Você já viu o sol escaldante da caatinga? Já viu o nascer do sol e o crepúsculo na caatinga?   

Sabe o que é nascer e ser criado num universo imenso como as caatingas de Curaçá e Chorrochó, onde se faz história de tudo, até do sofrimento de sua gente?

Sabe o que é orgulhar-se até do desespero dos desamparados naquele mundão?

Sabe o que é lembrar as lágrimas – e foram tantas – de nossos antepassados? Sabe como um povo consegue ser tão forte, embora em meio a tanto sofrimento e, não obstante, sempre vive alegre e espirituoso?

Tudo isto é muito orgulho, que às vezes fica querendo saltar do peito em direção ao mundo.

Tudo isto é muita honra e honra maior é dizer: sou filho de Patamuté.

Os lugares de minha aldeia são muitos, inúmeros, inesquecíveis: os riachos, as estradas, a caatinga, os umbuzeiros, a sombra das árvores, o xique-xique, o mandacaru, a terra quente, as candeias de Patamuté, a pobreza da casa de taipa onde nasci, o cenário do sofrimento e o amor que tenho por lá, que nunca saiu de lá, mas continua me acompanhando onde vou.

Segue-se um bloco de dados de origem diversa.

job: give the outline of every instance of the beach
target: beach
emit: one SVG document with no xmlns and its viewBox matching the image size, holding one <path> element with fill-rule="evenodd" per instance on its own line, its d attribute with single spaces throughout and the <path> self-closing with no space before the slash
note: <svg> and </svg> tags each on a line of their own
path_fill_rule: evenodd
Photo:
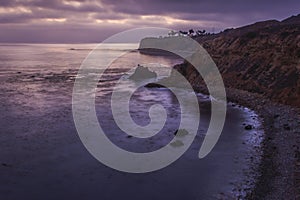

Ilustro esta crônica com a imagem da casa onde nasci.

Lá sofri, sorri, chorei, sonhei.

Lá o tempo conserva minhas raízes.

Lá aprendi a ter esperança e acreditar no nascer da aurora e na perspectiva de novos horizontes.

Lá foi minha melhor escola de humildade, conheci minha pequenez e minhas limitações e aprendi a inutilidade da arrogância.

Lá iniciei os primeiros passos em direção ao desconhecido.

Continuo andando, sorrindo, chorando, sofrendo, tropeçando, caindo e ainda sonhando.